Весенние зори(Охотничьи рассказы) - Александр Владимирович Перегудов 5 стр.


Я мысленно представляю себе, как он, согнувшись, идет встречь ветру в темноте по бездорожью. Горячее сердце охотника! Оно гонит Силыча на озеро, по которому ходят тяжелые, темные волны, гонит на опушку оснеженного леса, на окраину болота. Там несколько часов будет сидеть он и терпеливо ждать дичь. И, конечно, не дождется! Но он — человек, влюбленный в землю. Это ненастное предутро, вой ветра, снежные космы метели так же дороги и милы ему, как теплые солнечные дни, как радостные весенние зори…

2

Метель продолжалась несколько дней. Каждое утро Силыч уходил из ветхой избушки с ружьем за плечами.
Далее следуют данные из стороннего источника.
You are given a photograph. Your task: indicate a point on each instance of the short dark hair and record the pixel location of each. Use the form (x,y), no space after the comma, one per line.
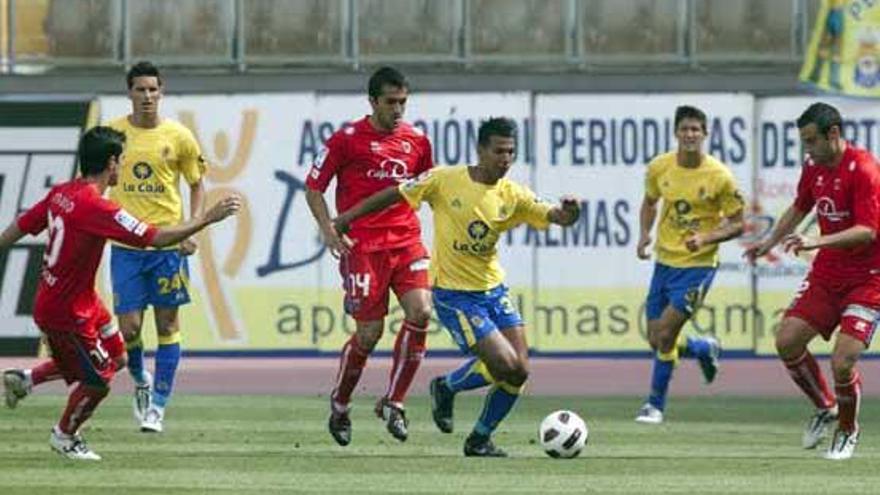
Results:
(690,112)
(823,115)
(140,69)
(385,76)
(96,147)
(496,126)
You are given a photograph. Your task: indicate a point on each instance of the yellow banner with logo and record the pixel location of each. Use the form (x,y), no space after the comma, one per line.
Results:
(844,51)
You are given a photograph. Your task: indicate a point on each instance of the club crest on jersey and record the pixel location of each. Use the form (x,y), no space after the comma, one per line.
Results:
(390,168)
(825,207)
(142,170)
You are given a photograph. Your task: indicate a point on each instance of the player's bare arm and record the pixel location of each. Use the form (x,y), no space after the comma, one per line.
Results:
(167,236)
(196,207)
(379,201)
(10,235)
(647,216)
(731,228)
(567,213)
(786,225)
(337,243)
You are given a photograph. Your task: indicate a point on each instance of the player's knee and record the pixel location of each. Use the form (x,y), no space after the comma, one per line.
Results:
(842,365)
(368,337)
(788,342)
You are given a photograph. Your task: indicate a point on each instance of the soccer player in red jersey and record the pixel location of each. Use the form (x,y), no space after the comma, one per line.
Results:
(842,288)
(67,308)
(382,252)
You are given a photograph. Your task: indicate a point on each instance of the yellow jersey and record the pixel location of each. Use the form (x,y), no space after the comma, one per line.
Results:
(154,161)
(695,200)
(469,218)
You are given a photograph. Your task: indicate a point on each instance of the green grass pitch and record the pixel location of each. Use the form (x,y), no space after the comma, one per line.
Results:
(279,444)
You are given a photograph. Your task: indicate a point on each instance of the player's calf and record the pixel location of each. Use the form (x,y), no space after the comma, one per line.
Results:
(16,386)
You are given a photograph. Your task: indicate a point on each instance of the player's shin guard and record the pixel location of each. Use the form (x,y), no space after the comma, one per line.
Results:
(351,365)
(135,351)
(694,347)
(167,360)
(80,405)
(409,349)
(661,375)
(498,403)
(849,397)
(469,376)
(44,372)
(805,372)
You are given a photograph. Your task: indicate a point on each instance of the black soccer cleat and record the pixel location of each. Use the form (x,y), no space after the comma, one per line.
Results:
(477,445)
(339,426)
(442,402)
(395,418)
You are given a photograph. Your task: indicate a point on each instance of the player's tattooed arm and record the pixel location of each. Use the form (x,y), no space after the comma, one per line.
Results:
(567,213)
(378,201)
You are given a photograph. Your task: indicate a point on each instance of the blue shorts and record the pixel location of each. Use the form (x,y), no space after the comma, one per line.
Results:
(142,278)
(683,288)
(470,316)
(834,23)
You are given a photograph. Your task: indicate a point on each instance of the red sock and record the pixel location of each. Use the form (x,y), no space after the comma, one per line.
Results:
(44,372)
(806,374)
(849,397)
(351,365)
(409,349)
(80,405)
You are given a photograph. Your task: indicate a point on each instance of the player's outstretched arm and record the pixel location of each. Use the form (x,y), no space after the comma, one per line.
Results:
(167,236)
(378,201)
(567,213)
(11,235)
(731,228)
(647,216)
(784,227)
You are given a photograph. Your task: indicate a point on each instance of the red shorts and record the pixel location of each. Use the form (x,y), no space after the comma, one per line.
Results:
(87,353)
(825,304)
(368,278)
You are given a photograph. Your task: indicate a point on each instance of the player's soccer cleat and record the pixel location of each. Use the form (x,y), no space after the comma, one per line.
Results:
(152,422)
(394,417)
(339,425)
(15,386)
(843,445)
(477,445)
(142,398)
(709,364)
(71,446)
(649,415)
(817,427)
(442,402)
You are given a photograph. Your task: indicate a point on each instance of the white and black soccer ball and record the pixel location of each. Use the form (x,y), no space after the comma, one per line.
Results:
(563,434)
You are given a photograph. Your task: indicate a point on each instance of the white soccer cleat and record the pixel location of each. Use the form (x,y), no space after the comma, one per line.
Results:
(843,445)
(152,422)
(817,427)
(142,398)
(649,415)
(71,446)
(16,386)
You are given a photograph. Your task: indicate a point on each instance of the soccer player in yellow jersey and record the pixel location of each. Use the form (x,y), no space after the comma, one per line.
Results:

Однажды он восемь часов просидел в шалаше в сумасшедшую эту погоду. Восемь часов! Это казалось мне безумием. Но он возвращался в хижину продрогший и счастливый, голодный и радостный. Он полной грудью хватал живительный воздух родных полей. Его глаза юношески блестели, когда он рассказывал мне, как сидел в шалаше, смотрел на белые космы метели, крутящиеся над темным озером, и слушал молчание притихшей в непогоде земли. И с каждым днем понятнее становилось мне его бесхитростное сердце, безмерно любящее землю. «Пусть бушуют метели, — думал я, — пусть дует злой ветер и молчит земля, в этом буйстве непогоды и молчании земли находит и видит охотник очарование, понятное, быть может, только ему одному». Но не только это очарование властно звало его из избушки в леса и на озера, помимо этого было еще и другое, о чем я догадался, когда Силыч, вернувшись с озера, начал рассказывать мне о приключениях, страданиях и радостях людей с иностранными фамилиями. Сначала я подумал, что он рассказывает мне о далеком прошлом, о годах его скитаний за границей, о его встречах с кочегаром Домбером, штурманом Сайменсом, католическим священником Лутатини, случайно ставшим матросом. Но с такими подробностями он говорил о них и так необычно было все, о чем он рассказывал, что я понял: Новиков-Прибой не встречался с этими людьми, эти люди созданы его фантазией, и все их страдания, радости и приключения — плод его творческой мысли. Я знал, что он пишет роман, и догадался, что рассказывает он мне еще не написанные страницы из этого романа и, рассказывая, хочет проверить, как воспринимает слушатель то, о чем писатель думает написать. И еще я понял: в часы одиночества на лоне природы, слушая молчание или голоса земли, Новиков-Прибой создавал образы и положения героев своего романа. Впоследствии я убедился: многие страницы «Соленой купели» были обдуманы им не за письменным столом в привычной обстановке рабочего кабинета, а в охотничьем шалаше на берегу озера.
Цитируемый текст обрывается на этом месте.